In August last year, the IMF officially ranked China as the world’s second largest economy, taking possession of the title Japan has held for over 40 years. Following the introduction of market-based economic reforms in the late 1970s, the country has become the world’s fastest growing major economy, the world’s largest exporter and second largest importer of goods.
China is also the world’s largest car market and biggest energy consumer and is the most populous state in the world, with over 1.3 billion citizens. Analysts predict that the economic superpower is slated to become the world’s biggest economy, taking the top spot from the US between 2020 and 2030.
Two stock exchanges operate independently in China – the Shanghai and the Shenzhen Stock Exchange. As at the end of 2010, Shanghai’s bourse had 1,500 listed securities and 894 listed companies, with a combined market capitalization of CNY17.9 trillion (US$2.77 trillion) and a total of 98.51 million trading accounts.
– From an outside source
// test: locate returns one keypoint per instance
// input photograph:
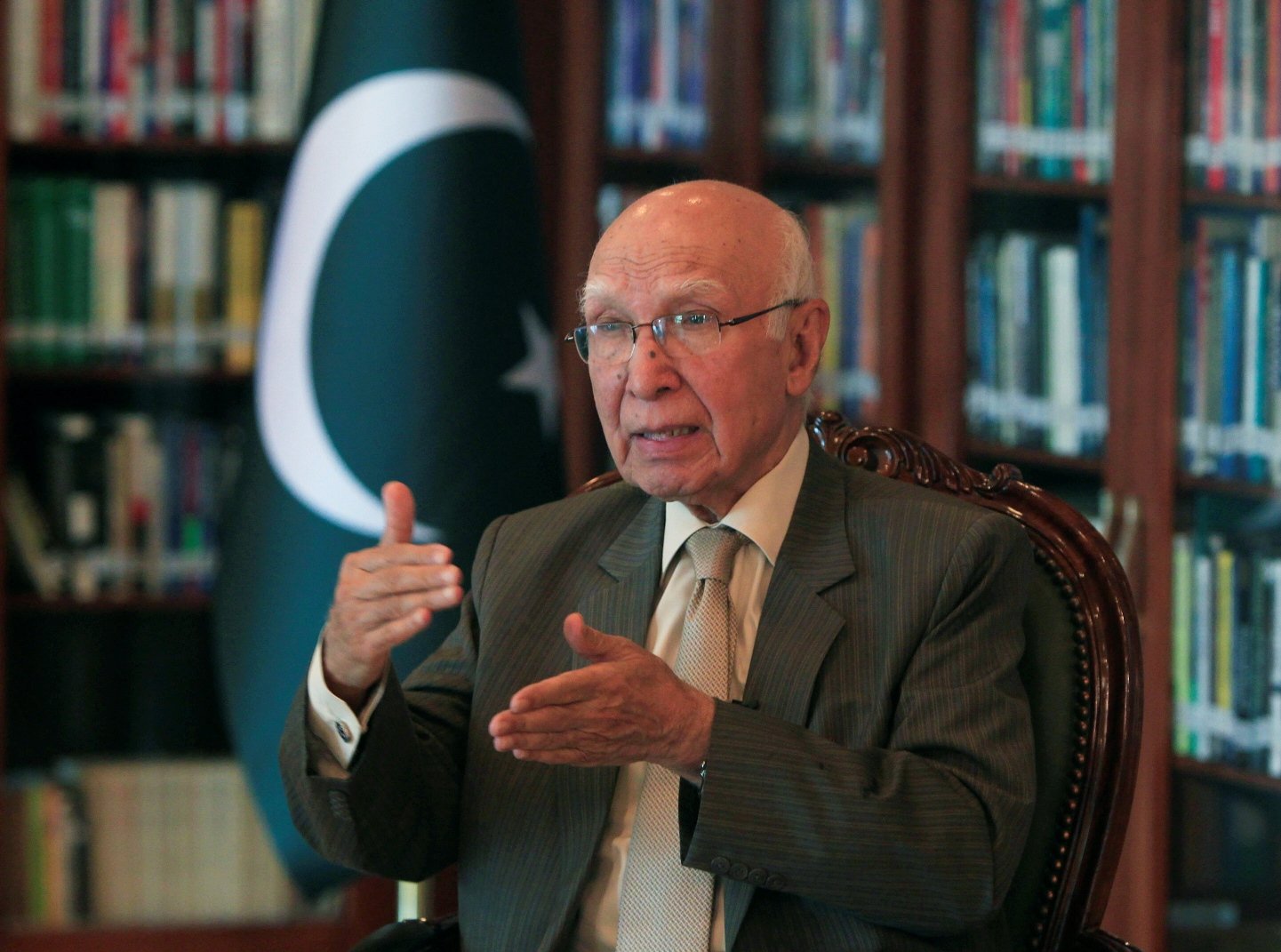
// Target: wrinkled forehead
(676, 260)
There are currently 11 Islamic/Shariah compliant funds that have investments in Chinese markets. The bulk of these funds are heavily concentrated in Hong Kong stocks, China’s H-shares (Chinese stocks listed in the Hong Kong Exchange) as well as the Taiwan market. Prior to 2002, foreign investors were only allowed to purchase these types of shares.
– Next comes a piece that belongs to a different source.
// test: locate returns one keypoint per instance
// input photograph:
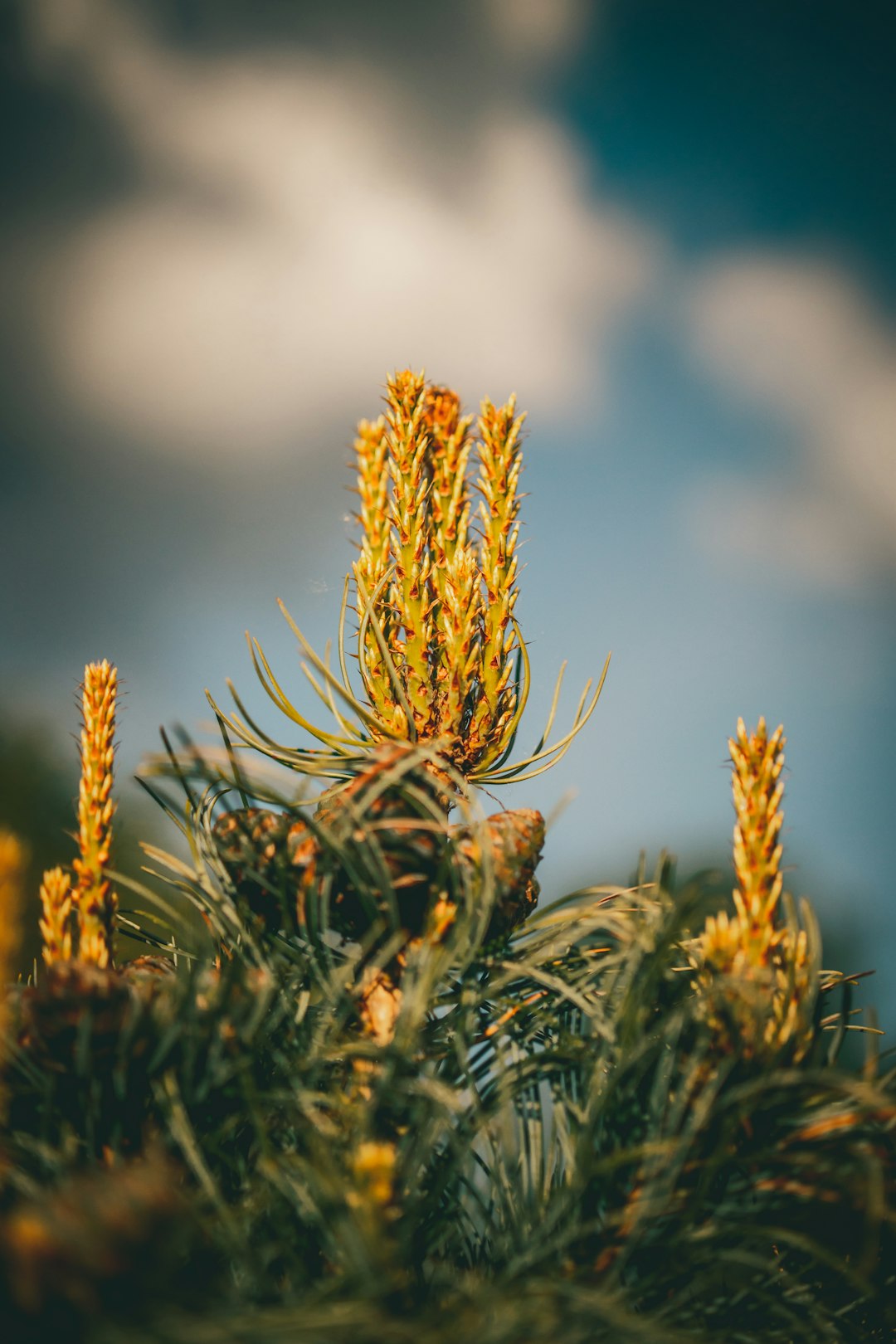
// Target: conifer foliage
(360, 1086)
A-shares, comprising of stocks of mainland China-based companies trading on the Shanghai Stock Exchange and the Shenzhen Stock Exchange, were previously only available to domestic investors as the Chinese authorities wanted to exercise tight capital controls to restrict the movement of assets in and out of the country.
In 2002, the Chinese authorities launched a tightly regulated Qualified Foreign Institutional Investor (QFII) program that permitted foreign investors to buy and sell yuan-denominated A-shares in the two bourses. The China Securities Regulatory Commission website listed 68 QFIIs as at the end of September 2009. The advantage given to QFIIs is that they are provided with stocks from a wider choice of sectors that are not available in the H-share market; such as automotives, utilities, precious metals and minerals.
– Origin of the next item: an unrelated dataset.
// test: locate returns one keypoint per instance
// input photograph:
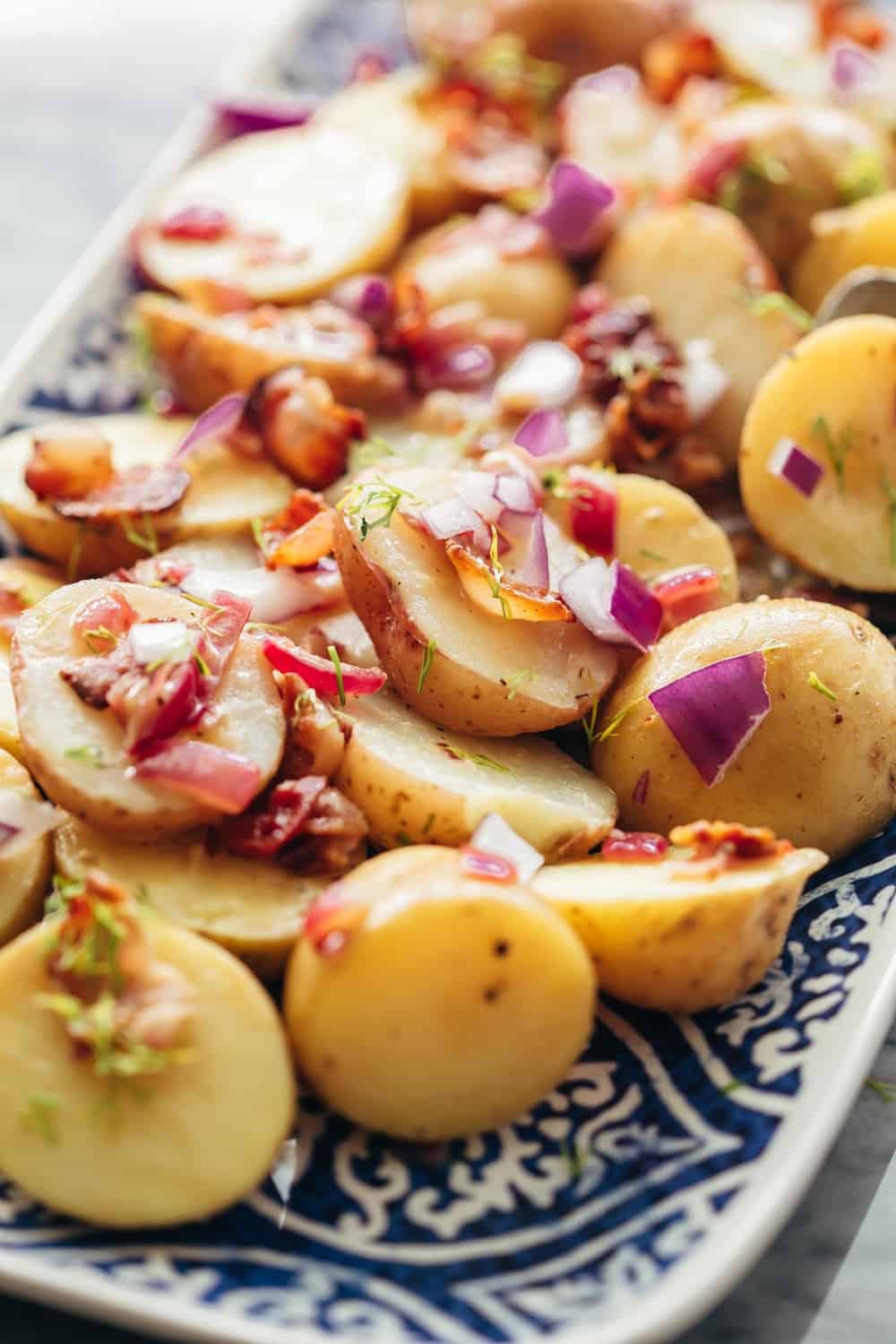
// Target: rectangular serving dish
(694, 1137)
As of June, there were over 1,300 A-shares listed in the two stock exchanges, compared to 134 H-shares.
One manager of an institutional Islamic fund was quoted as saying that the preference was towards H-shares that are listed in Kong Kong as there was a lack of transparency in the Shanghai market as well as being a mainly ‘retail-driven’ index.
The first Shariah compliant fund to offer direct access into China’s A-shares market was the Hwang-DBS AIIMAN A20 China Access Fund (Vol 8, Issue 27). The fund leverages its investments through five QFII holders to obtain exposure to China’s domestic equities.
China’s economy has not been spared from the side effects of its exponential growth. A major concern is its rising inflation rate and over the last nine months, authorities have raised interest rates five times as well as increasing banks’ required reserve ratio as much as nine times. Such stringent measures have created little impact and the country’s inflation rate has soared to 6.4%, a three year high.
The other concern suggesting a slowdown in China’s economy comes in the form of July’s data from the Chinese government’s official Purchasing Managers’ Index (PMI), which dropped 0.2 points from 50.9 in June. HSBC China PMI painted a bleaker picture with a fall from 51.6 to 49.3, the lowest since March 2009. The PMI tracks business conditions in factories before the release of the official monthly output data.
Despite the softening economy, analysts still expect China to experience continuous growth in the long-term due to its robust domestic demand. The slower growth is expected to lower the inflation rate to reasonable levels and cause the market to move back up. Perhaps now is the right time for more Islamic funds to invest in China’s A-shares market and capitalize on the uptrend ahead.